Within the Dragon Age series, Varric is one of the most popular characters, with various sources describing him as a fan favorite. The results of a match-up poll of Dragon Age characters hosted by Bioware as part of a March Madness theme in March 2015 revealed that fans voted the Dragon Age: Origins Warden protagonist, Alistair, Varric, and Morrigan as preferred party leader, warrior, rogue and mage in an ideal party respectively. Varric's abundant chest hair, a signature physical cue of the character, and his perceived sex appeal has become a running gag both in-universe and with Dragon Age fandom.
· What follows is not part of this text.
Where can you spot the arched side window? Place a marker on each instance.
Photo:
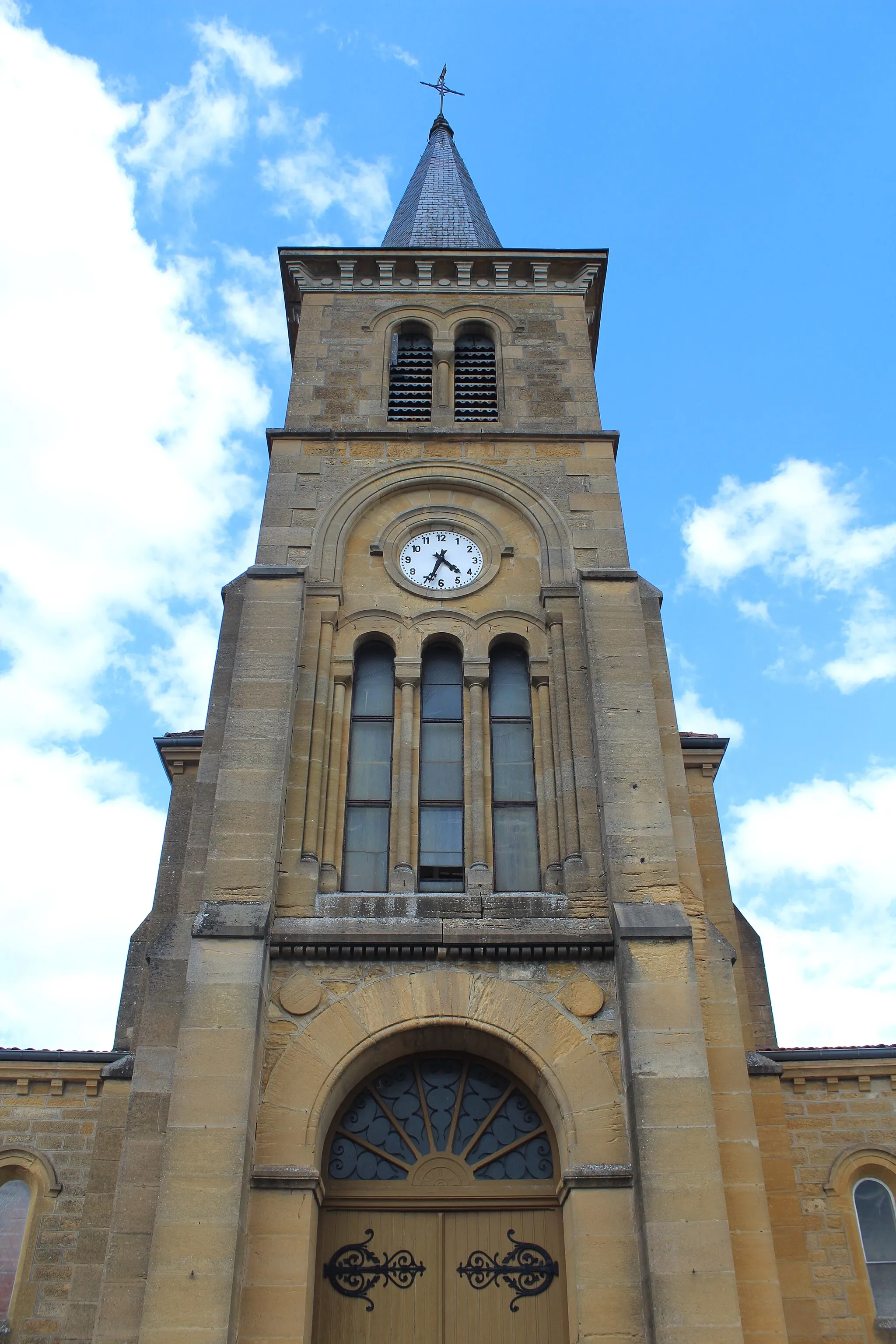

In response to the announcement that Hard in Hightown was being published as a real-life novel, Ethan Grach from Kotaku felt that it was "an odd time" for the publication of a Dragon Age book, noting the meta-referential nature of the novel and that Varric's "writerly success is more of a punchline than anything else as evidenced by the title". He opined that the text-based War Table mission involving Varric's in-universe work was "one of the more memorable missions you get to direct from a BioWare menu system and yet probably not the kind lore Dragon Age fans are most curious to see expanded upon while they wait to hear about what’s next for the series."